Top Selling Books

Project Proposal

The goal of this project was to collect data from a variety of sources, prepare the data, merge and store the datasets into a database, and create visualizations of the data.


Data

I obtained data from the following sources:

  • Goodreads-books (Kaggle) - This CSV file is a comprehensive list of all books listed in Goodreads.
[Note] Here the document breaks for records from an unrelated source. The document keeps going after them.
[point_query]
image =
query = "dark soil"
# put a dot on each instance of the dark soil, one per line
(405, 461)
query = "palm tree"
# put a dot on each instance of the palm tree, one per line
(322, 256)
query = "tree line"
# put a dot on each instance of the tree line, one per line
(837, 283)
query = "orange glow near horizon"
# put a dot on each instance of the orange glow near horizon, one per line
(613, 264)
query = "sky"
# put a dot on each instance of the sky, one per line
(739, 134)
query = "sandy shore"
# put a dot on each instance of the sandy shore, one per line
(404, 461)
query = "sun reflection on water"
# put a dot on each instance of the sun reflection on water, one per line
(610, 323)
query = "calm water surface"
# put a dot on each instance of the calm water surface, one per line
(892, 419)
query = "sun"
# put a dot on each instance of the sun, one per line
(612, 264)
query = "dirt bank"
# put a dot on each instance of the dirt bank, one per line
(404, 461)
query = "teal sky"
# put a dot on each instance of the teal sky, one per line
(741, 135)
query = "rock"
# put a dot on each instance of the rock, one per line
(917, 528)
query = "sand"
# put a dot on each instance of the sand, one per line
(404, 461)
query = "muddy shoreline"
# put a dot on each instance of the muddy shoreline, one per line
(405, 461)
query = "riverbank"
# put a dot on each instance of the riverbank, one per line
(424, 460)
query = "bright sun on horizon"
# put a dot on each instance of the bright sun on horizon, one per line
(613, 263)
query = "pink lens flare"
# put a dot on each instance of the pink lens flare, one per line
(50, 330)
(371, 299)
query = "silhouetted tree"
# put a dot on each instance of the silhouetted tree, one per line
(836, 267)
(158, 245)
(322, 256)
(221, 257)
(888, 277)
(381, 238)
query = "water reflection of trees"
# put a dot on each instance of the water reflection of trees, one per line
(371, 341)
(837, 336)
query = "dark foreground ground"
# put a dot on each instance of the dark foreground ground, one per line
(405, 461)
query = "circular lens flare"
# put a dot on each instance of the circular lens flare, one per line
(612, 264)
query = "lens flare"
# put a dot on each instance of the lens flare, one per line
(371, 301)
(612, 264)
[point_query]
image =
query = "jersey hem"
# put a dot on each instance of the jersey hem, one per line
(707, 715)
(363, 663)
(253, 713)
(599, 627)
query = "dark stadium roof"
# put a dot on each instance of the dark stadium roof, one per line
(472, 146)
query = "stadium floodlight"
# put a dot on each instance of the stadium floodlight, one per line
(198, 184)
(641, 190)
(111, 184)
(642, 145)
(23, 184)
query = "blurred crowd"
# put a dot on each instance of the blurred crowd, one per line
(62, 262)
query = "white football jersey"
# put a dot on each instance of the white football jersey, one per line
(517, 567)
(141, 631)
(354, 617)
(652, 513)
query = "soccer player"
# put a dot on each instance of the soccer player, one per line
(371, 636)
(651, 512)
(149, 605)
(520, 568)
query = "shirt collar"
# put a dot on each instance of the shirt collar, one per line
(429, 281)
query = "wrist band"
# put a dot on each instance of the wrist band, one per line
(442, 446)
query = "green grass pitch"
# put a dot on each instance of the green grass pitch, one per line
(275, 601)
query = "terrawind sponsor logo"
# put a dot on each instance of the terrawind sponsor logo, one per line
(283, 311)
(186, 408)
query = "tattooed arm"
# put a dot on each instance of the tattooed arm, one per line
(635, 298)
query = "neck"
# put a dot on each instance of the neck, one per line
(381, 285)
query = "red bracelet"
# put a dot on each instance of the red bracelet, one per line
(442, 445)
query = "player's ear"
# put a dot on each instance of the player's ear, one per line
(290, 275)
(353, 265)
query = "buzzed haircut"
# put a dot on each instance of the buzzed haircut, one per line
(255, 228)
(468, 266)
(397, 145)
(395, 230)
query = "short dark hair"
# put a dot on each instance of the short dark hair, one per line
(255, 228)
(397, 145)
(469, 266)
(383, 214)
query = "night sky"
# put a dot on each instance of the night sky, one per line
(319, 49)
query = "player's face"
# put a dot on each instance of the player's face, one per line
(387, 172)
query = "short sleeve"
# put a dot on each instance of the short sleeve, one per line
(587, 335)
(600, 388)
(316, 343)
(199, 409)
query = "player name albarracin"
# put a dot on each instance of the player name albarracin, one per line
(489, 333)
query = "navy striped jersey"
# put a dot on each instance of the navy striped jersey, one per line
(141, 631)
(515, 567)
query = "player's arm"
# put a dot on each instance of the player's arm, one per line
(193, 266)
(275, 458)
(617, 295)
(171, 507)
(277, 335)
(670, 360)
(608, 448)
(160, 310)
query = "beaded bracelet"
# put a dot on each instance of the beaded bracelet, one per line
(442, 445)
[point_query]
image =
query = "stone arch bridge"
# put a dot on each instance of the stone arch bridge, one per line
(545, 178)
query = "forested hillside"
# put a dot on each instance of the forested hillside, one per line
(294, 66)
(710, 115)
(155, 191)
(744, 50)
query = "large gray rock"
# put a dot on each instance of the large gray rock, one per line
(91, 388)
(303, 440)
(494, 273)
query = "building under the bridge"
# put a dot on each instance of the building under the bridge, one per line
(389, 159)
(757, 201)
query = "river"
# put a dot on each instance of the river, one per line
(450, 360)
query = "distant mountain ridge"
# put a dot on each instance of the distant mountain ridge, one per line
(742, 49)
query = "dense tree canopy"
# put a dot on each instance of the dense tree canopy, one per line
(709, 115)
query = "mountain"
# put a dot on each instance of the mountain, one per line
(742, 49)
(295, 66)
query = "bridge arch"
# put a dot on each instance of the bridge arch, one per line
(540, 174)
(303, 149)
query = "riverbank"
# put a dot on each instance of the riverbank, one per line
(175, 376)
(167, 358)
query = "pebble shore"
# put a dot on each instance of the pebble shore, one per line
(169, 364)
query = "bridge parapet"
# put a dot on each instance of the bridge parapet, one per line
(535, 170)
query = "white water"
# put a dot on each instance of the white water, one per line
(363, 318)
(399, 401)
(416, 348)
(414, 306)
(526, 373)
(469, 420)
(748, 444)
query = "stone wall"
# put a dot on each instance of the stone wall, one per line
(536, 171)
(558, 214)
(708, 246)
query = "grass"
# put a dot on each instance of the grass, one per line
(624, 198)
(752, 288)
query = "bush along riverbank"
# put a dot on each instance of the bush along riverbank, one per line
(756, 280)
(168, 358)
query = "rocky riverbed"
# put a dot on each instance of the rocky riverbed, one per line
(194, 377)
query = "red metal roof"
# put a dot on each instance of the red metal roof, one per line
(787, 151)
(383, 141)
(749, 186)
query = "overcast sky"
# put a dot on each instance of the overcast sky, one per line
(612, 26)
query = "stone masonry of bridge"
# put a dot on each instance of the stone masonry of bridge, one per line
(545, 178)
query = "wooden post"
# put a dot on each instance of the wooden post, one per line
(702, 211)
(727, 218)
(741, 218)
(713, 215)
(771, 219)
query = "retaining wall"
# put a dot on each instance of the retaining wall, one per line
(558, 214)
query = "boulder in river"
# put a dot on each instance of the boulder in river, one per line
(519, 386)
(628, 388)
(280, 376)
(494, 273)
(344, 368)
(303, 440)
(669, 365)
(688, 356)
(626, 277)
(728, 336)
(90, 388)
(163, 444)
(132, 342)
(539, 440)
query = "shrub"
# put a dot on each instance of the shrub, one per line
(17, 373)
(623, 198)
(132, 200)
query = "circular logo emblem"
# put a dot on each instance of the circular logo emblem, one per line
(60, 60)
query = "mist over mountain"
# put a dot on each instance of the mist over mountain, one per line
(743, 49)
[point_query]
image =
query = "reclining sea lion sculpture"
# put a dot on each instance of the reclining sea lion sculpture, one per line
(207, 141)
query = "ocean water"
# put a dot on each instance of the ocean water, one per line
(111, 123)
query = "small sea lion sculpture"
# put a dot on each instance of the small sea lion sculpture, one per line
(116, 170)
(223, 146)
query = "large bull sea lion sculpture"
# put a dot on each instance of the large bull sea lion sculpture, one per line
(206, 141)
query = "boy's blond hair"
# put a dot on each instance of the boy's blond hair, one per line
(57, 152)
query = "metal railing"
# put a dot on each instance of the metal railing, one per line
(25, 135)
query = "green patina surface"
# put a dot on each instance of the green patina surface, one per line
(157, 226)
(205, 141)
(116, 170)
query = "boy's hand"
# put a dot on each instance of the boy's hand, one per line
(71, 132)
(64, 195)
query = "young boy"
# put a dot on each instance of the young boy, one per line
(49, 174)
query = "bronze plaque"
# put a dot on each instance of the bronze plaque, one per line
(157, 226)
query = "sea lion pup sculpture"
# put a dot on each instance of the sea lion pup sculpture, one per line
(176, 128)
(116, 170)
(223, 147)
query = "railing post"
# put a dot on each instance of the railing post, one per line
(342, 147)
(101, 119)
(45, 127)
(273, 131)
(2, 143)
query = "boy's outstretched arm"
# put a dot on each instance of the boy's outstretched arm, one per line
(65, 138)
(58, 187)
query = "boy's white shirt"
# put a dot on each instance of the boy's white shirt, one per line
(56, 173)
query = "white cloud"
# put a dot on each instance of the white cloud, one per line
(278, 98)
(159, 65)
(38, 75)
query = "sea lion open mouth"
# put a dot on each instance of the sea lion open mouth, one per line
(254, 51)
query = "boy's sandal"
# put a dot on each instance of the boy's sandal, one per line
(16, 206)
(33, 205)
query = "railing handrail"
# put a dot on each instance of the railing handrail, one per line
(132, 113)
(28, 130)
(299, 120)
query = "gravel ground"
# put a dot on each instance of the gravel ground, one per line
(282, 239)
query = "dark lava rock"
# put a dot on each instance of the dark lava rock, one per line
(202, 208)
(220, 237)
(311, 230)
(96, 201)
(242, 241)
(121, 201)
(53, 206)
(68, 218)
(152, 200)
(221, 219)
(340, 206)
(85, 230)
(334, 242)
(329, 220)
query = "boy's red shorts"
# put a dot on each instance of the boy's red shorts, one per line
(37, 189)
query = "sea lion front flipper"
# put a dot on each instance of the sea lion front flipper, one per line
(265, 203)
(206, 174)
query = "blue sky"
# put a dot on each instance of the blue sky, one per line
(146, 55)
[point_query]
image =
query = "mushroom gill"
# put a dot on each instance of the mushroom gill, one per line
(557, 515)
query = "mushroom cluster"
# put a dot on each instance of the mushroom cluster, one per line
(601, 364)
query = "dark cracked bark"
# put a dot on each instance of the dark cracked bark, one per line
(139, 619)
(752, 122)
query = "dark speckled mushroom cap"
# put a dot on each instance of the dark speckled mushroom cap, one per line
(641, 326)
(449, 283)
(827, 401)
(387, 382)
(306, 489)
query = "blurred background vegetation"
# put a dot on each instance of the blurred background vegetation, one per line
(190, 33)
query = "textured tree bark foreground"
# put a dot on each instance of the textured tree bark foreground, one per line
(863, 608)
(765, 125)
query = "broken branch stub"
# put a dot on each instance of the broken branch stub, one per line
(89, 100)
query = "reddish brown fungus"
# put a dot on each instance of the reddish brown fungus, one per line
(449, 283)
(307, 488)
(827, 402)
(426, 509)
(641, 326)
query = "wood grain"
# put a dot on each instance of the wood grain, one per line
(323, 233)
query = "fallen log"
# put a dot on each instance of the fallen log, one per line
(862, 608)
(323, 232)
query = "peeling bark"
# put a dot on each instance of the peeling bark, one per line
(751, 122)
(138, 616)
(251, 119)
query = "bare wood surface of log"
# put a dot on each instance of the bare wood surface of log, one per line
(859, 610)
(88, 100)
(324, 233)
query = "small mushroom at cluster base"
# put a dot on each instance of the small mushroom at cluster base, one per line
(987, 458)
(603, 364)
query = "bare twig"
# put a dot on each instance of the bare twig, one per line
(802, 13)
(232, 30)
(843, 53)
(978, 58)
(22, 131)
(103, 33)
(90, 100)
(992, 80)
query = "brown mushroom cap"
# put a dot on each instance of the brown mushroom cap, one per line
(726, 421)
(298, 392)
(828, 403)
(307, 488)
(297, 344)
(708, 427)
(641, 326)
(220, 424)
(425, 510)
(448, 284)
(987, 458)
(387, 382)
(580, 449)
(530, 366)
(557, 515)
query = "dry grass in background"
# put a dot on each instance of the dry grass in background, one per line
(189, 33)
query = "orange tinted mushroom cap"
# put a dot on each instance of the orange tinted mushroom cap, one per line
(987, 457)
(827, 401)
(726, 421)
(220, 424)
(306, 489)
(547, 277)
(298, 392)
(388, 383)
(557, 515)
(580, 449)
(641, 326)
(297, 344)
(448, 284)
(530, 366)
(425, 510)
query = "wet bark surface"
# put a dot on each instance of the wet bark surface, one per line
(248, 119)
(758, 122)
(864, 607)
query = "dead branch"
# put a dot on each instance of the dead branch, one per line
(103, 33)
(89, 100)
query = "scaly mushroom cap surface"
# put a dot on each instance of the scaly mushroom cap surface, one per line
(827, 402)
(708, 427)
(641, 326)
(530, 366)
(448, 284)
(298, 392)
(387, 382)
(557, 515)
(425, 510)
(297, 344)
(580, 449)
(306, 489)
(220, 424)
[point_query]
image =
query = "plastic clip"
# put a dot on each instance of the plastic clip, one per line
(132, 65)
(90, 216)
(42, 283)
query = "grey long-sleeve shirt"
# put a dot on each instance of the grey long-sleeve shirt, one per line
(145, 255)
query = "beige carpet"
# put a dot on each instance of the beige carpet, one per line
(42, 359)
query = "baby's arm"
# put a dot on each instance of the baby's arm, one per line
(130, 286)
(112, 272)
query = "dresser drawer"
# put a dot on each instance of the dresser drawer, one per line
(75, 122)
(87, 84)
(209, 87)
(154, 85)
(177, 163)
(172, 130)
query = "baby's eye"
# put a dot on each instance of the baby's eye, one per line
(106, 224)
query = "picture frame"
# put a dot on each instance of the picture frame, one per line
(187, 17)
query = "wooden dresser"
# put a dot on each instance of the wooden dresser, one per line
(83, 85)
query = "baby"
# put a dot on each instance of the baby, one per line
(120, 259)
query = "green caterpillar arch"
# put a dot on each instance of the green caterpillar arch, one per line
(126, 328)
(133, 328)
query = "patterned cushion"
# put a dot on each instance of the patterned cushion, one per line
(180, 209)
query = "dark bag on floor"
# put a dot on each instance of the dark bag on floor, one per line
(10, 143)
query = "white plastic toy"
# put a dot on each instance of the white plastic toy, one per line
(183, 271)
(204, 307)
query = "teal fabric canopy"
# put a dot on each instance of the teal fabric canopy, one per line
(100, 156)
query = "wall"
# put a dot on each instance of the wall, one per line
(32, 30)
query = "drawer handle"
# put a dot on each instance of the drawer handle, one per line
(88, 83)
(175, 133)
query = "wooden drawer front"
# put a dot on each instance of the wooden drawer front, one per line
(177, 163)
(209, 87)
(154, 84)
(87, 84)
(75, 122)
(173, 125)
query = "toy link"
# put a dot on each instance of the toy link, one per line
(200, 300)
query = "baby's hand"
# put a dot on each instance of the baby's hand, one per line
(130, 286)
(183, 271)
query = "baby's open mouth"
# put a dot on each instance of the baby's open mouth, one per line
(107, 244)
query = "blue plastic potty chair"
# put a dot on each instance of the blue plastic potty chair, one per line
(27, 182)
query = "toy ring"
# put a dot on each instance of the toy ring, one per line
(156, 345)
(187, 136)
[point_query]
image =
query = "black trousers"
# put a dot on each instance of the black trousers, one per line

It contains 11,127 books with the following 12 variables for each book:
    bookID

    unique identification number

    title

    title of the book

    authors

    name of book authors

    average_rating

    average rating on Goodreads

    isbn

    ten digit unique identifier

    isbn13

    thirteen digit unique idenifier

    language_code

    primary language

    num_pages

    total number of pages

    rating_count

    total number of ratings received

    text_reviews_count

    total number of reviews written

    publication_date

    date of book publication

    publisher

    name of book publisher

  • List of best-selling books (Wikipedia) - The list of best-selling books consists of the following variables:
    book

    book title

    authors

    name of book authors

    original language

    language in which the book was originially written

    first published

    year in which the book was first published

    approximate sales

    how much the book made in millions of dollars

    genre

    the genre of the book

  • Open Library API - The Open Library API contains over 20 million book editions with information about books. I used the usbn13 number from the Goodreads CSV to obtain additional information abou tthe books. Some of the data extracted included title, genres, languages, publish_country, etc.

Data Preparation

I performed data transformations and cleaning techniques on each of these datasets, as seen in the following:

Goodreads CSV
List of best-selling books
Open Library API

SQL Database and Visualizations

Once each dataset was prepared, I merged and stored them in a SQLite database and created visualization of my findings, as seen in the following:

Code for SQL and Visuals

Conclusion

This project provide many learning opportunities. As a whole, it provided an in-depth explanation of the data wrangling process from start to finish. As a hands-on learner, I feel like it provided me with a solid understanding of data wrangling.